A Kat remembers ... "Paki-bashing" was a term that entered the English language during
his teems, along with "aggro" and "skinhead". Note the Doc Martens, often termed "bovver boots"
This Kat was going to let this story hang around till Friday, in the hope that an English translation of the General Court's decision might have made itself available in the meantime. However, today's decision in Case T-526/09 PAKI Logistics GmbH v OHIM; soutenu par Royaume-Uni de Grande-Bretagne et d’Irlande du Nord -- available only in French and German so far -- has drummed up a lot of activity in the general vicinity of the Kat's email in-box, spearheaded by the articulate and erudite Simon Malynicz (3 New Square) who appeared for the Royaume-Uni [Merpel explains: the United Kingdom has been rebranded 'Royaume-Uni' in a desperate attempt to advance in the alphabetical list of EU Member States.

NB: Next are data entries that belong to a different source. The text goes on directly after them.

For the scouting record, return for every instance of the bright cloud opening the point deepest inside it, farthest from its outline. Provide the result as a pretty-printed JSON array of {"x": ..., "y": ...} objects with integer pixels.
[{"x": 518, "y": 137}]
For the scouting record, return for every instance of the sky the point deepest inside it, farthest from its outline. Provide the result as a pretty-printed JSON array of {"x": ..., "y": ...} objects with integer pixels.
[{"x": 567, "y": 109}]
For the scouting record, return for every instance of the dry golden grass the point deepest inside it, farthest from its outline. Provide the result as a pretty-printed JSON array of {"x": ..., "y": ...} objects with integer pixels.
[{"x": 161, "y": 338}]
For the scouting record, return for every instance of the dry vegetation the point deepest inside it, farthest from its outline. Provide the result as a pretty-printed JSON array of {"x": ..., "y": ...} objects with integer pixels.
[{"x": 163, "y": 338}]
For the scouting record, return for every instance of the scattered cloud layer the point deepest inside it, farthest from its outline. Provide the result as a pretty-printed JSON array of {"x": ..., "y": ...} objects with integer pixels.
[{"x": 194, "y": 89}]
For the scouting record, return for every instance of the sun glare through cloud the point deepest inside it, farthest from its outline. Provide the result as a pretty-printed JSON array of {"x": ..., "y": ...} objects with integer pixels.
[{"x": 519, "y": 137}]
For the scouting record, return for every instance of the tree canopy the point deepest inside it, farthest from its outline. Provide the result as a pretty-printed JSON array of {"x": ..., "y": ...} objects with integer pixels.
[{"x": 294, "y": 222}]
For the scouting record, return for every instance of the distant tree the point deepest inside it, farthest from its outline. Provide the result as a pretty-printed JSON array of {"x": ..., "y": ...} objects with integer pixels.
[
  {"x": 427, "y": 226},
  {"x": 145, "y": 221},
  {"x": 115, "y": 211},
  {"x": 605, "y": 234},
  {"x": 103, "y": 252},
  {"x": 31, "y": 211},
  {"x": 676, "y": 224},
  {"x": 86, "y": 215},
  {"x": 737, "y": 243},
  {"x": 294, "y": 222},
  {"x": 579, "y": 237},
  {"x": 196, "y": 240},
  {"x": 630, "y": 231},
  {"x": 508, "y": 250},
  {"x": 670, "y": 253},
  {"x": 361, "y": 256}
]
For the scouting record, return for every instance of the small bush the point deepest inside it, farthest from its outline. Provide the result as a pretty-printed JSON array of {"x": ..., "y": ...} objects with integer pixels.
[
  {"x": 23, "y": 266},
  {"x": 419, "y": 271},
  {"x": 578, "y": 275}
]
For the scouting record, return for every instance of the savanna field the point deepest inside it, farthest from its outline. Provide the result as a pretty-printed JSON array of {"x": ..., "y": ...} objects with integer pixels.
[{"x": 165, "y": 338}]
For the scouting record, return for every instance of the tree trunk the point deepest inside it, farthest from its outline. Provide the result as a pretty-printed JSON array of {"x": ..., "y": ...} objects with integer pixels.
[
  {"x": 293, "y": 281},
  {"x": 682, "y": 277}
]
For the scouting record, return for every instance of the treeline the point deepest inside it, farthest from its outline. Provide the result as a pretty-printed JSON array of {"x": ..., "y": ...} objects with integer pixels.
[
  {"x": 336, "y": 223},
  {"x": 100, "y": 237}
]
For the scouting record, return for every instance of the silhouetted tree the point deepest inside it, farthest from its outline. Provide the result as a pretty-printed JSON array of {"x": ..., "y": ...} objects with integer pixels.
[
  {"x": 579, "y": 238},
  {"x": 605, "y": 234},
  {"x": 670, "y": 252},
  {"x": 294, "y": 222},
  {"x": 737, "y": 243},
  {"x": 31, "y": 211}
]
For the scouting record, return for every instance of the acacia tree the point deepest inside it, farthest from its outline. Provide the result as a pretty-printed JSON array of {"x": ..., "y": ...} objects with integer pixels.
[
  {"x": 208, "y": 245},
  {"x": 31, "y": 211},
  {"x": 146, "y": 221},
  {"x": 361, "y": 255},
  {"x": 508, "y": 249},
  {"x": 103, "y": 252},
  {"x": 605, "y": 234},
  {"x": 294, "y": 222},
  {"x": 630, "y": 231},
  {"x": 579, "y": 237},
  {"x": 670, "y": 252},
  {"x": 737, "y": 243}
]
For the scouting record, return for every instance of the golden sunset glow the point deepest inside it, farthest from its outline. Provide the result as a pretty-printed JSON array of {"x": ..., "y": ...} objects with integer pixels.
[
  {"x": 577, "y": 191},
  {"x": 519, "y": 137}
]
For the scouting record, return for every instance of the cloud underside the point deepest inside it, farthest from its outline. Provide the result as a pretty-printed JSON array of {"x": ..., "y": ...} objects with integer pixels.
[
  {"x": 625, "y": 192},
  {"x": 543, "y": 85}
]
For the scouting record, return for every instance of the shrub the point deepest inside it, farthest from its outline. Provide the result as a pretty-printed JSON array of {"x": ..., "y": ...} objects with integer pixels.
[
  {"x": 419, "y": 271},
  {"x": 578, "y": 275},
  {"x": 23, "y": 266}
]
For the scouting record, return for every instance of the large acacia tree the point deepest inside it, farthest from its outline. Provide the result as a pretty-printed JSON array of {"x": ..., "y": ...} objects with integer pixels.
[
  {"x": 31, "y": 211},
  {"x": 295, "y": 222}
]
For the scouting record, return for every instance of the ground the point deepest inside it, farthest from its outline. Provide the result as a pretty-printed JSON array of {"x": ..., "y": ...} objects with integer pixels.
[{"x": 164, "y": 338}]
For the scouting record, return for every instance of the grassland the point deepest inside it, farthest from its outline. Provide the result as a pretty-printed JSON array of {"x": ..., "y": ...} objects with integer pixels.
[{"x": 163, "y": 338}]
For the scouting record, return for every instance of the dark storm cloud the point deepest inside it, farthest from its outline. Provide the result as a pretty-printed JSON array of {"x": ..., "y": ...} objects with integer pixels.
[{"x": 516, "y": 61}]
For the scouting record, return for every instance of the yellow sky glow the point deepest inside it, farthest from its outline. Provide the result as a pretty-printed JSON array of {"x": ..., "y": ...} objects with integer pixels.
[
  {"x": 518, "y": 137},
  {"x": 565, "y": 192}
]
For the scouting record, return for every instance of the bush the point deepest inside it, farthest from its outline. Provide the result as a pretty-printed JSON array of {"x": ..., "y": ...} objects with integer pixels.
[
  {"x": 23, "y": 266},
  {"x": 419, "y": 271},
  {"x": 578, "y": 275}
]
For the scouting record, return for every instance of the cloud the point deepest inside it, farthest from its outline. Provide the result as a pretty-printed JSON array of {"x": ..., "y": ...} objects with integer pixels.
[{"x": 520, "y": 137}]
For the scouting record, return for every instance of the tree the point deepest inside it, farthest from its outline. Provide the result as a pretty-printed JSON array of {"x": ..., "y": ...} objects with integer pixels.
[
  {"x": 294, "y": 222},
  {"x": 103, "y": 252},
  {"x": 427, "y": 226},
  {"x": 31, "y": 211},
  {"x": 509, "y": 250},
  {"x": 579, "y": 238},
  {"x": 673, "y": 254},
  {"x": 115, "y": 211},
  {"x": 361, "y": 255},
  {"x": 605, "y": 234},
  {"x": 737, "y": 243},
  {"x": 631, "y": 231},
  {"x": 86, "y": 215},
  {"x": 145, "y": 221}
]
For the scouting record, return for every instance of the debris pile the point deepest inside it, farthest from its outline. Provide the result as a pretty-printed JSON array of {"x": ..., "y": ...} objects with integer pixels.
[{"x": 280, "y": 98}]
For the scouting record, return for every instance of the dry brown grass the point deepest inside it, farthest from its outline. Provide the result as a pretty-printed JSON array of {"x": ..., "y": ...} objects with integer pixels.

An Earlier attempt to rebrand the UK as Albion was opposed by the French, who described the move as 'perfidious'].

So what happened in this case? According to the very handy, and indeed swiftly-posted, note on the MARQUES Class 46 blog by the lovely, learned and and indeed alliterative Laetitia Lagarde, the General Court upheld the OHIM Board of Appeal's refusal to register the word mark PAKI for various goods and services in Classes 6, 20, 37 and 39. The refusal was on absolute grounds, since use of the mark would be “contrary to public policy or to accepted principles of morality” under Article 7(1)9f) of the Community Trade Mark Regulation.  Since many of the IPKat's readers have mastered English as a second, third or even fourth language, it should be explained that -- for the indigenous English-speaking public of Albion -- the term ‘paki’ is perceived as a racist word, a derogatory and insulting appellation for Pakistani people or, more widely, for any dark-skinned immigrant from the Indian subcontinent.

The General Court affirmed that the protection against any discrimination is a fundamental value of the European Union, as provided in Articles 2 and 3, paragraph 3 of the EU Treaty, by Articles 9 and 10 of the Treaty on the Functioning of the European Union, and by Article.21 of the Charter of Fundamental Rights of the European Union. That was fine, of course, but was it enough to sink the trade mark application?

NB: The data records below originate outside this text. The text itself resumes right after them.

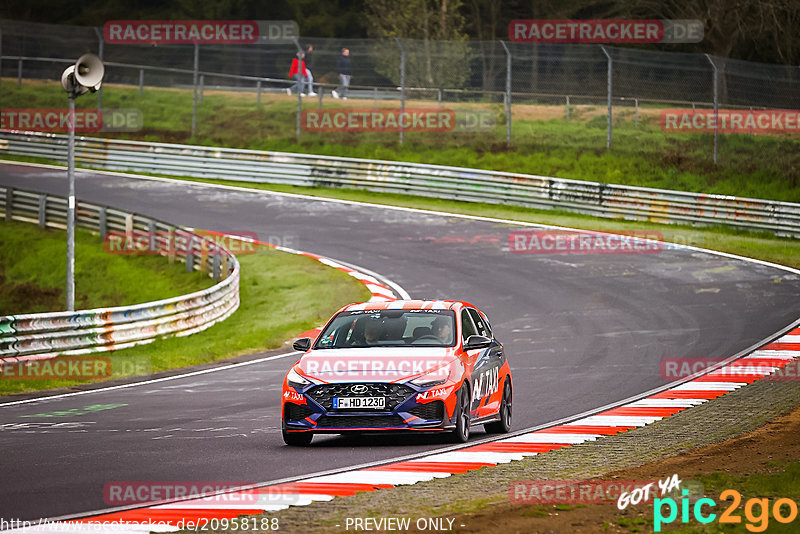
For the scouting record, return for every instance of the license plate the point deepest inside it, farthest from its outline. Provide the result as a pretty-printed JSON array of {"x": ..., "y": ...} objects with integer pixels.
[{"x": 372, "y": 403}]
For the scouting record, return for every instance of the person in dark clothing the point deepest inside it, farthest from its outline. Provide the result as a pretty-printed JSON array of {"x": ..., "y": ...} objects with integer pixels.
[{"x": 343, "y": 68}]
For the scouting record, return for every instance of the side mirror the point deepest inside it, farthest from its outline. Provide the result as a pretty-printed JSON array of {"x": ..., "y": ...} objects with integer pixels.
[
  {"x": 302, "y": 344},
  {"x": 477, "y": 342}
]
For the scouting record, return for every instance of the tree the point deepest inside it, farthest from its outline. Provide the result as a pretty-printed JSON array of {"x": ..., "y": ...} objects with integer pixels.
[{"x": 432, "y": 33}]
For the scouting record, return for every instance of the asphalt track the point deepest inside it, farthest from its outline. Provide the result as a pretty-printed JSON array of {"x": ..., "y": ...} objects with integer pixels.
[{"x": 581, "y": 331}]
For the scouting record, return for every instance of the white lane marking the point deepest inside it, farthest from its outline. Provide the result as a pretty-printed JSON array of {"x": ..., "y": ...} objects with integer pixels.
[
  {"x": 395, "y": 478},
  {"x": 665, "y": 403},
  {"x": 544, "y": 437},
  {"x": 468, "y": 456},
  {"x": 617, "y": 420},
  {"x": 246, "y": 502},
  {"x": 708, "y": 386},
  {"x": 153, "y": 381}
]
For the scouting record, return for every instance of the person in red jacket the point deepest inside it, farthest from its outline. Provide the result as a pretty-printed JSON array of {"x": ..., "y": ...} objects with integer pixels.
[{"x": 298, "y": 72}]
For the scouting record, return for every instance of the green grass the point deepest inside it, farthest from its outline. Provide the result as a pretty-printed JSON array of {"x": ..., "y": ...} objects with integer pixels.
[
  {"x": 33, "y": 273},
  {"x": 785, "y": 483},
  {"x": 754, "y": 166},
  {"x": 282, "y": 295},
  {"x": 759, "y": 245}
]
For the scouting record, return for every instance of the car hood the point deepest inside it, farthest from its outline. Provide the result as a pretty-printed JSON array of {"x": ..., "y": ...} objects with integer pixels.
[{"x": 376, "y": 364}]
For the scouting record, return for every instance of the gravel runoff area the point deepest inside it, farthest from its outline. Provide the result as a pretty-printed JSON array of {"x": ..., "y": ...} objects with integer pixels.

The applicant, unimpressed by all this airy-fairy stuff, submitted evidence which sought to refute the perception of this term as being purely insulting, seeking to prove that the term was used by the Pakistani community itself to refer to food and various products originating from South Asia. However, OHIM, supported by the UK government, was able to demonstrate that there was still ample evidence to the contrary (one example of this being an article on "Paki bashing" article submitted by OHIM).

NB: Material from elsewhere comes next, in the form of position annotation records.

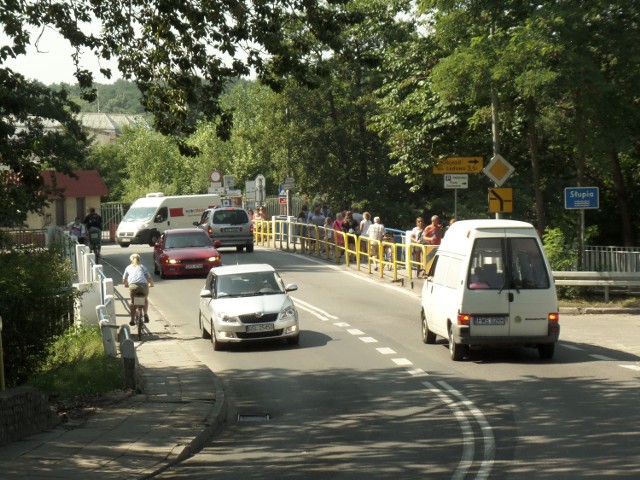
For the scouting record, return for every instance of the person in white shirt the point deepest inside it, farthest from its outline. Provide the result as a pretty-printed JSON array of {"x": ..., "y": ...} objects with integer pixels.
[{"x": 376, "y": 233}]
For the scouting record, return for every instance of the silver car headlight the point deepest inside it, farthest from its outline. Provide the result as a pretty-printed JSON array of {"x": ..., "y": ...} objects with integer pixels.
[
  {"x": 288, "y": 312},
  {"x": 226, "y": 318}
]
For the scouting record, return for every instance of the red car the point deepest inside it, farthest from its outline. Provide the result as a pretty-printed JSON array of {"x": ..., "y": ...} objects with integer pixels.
[{"x": 185, "y": 251}]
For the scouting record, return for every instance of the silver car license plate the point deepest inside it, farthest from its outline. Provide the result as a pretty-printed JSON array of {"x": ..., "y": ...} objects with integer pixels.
[
  {"x": 489, "y": 320},
  {"x": 260, "y": 327}
]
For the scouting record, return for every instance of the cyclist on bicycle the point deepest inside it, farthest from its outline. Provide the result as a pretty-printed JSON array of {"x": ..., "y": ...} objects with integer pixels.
[{"x": 138, "y": 280}]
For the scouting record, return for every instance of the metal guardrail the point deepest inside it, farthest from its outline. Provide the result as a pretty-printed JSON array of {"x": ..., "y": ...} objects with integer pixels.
[{"x": 607, "y": 280}]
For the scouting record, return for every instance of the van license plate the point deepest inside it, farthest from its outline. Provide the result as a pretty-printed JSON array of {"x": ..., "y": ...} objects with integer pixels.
[
  {"x": 489, "y": 320},
  {"x": 260, "y": 327}
]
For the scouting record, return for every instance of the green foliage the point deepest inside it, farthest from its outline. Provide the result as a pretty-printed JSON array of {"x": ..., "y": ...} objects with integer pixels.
[
  {"x": 562, "y": 257},
  {"x": 37, "y": 305},
  {"x": 76, "y": 364}
]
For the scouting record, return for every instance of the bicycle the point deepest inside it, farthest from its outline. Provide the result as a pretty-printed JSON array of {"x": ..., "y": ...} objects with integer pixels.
[{"x": 138, "y": 314}]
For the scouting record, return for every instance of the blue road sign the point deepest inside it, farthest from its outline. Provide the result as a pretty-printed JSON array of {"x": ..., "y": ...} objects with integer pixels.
[{"x": 581, "y": 197}]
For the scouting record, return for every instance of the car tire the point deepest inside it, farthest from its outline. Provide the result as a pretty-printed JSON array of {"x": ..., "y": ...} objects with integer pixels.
[
  {"x": 217, "y": 346},
  {"x": 457, "y": 351},
  {"x": 428, "y": 336},
  {"x": 153, "y": 239},
  {"x": 203, "y": 331},
  {"x": 546, "y": 350}
]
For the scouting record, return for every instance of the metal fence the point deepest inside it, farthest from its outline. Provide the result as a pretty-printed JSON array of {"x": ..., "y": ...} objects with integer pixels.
[{"x": 611, "y": 259}]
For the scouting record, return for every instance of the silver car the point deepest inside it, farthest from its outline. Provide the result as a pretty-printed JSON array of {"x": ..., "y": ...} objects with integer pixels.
[
  {"x": 247, "y": 303},
  {"x": 229, "y": 225}
]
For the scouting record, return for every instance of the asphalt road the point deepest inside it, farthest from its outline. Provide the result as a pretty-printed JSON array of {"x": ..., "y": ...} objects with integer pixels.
[{"x": 363, "y": 397}]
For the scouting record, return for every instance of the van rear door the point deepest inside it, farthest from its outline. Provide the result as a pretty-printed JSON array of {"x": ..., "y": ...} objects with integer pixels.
[
  {"x": 529, "y": 282},
  {"x": 485, "y": 298}
]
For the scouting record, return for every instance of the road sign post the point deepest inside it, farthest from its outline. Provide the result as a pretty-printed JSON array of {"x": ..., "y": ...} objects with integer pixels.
[{"x": 581, "y": 198}]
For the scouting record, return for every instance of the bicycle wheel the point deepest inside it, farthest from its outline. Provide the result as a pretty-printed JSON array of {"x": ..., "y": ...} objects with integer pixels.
[{"x": 140, "y": 323}]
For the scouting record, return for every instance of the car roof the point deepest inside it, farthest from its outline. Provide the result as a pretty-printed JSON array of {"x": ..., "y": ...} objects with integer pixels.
[
  {"x": 185, "y": 230},
  {"x": 247, "y": 268}
]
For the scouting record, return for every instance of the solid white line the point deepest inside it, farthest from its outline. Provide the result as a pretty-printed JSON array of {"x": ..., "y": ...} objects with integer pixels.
[
  {"x": 601, "y": 357},
  {"x": 386, "y": 351},
  {"x": 631, "y": 367},
  {"x": 312, "y": 312},
  {"x": 402, "y": 362},
  {"x": 468, "y": 438},
  {"x": 313, "y": 307},
  {"x": 368, "y": 339},
  {"x": 487, "y": 432}
]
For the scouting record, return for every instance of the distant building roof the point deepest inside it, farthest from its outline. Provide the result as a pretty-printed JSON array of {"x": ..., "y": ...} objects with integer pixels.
[{"x": 88, "y": 184}]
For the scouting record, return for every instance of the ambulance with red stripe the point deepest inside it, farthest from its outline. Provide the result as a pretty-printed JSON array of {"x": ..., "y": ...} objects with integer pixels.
[{"x": 155, "y": 213}]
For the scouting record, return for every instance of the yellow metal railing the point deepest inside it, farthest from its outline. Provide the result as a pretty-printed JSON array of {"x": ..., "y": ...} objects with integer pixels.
[{"x": 388, "y": 256}]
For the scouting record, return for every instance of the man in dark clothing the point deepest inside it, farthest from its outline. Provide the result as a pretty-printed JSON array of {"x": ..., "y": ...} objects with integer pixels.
[{"x": 93, "y": 220}]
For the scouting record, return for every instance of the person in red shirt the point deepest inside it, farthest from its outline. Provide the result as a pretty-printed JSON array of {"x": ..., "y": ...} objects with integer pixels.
[{"x": 433, "y": 233}]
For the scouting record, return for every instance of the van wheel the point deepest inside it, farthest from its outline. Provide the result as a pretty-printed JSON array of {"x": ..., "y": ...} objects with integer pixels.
[
  {"x": 154, "y": 239},
  {"x": 456, "y": 350},
  {"x": 546, "y": 350},
  {"x": 203, "y": 331},
  {"x": 427, "y": 335}
]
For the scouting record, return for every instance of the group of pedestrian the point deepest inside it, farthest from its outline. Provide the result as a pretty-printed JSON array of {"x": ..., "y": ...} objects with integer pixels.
[
  {"x": 80, "y": 229},
  {"x": 425, "y": 235}
]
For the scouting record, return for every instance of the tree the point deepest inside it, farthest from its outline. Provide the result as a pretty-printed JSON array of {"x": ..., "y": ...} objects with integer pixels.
[{"x": 181, "y": 55}]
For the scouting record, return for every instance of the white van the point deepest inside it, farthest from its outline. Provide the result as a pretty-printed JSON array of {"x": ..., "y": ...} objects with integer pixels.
[
  {"x": 490, "y": 283},
  {"x": 150, "y": 216}
]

This member of the IPKat team is hugely relieved at this result, has several beneficial results. In particular
  • it shows that the submissions of the governments of EU Member States are indeed taken into account by the Court of Justice (which in turn means that it's worth responding to all and any calls by the government for responses to its frequent requests for guidance);
  • it provides a happy precedent for other minority groups (to which this Kat belongs (eg orthodox Jew, IP blogger, fictional cat) who might wish to see their feelings spared with regard to abusive terms;
  • it gives this Kat a rare opportunity to express his pleasure at the outcome of a case before the General Court even though the decision hasn't been issued in the national language of the country in which the applied-for mark was offensive.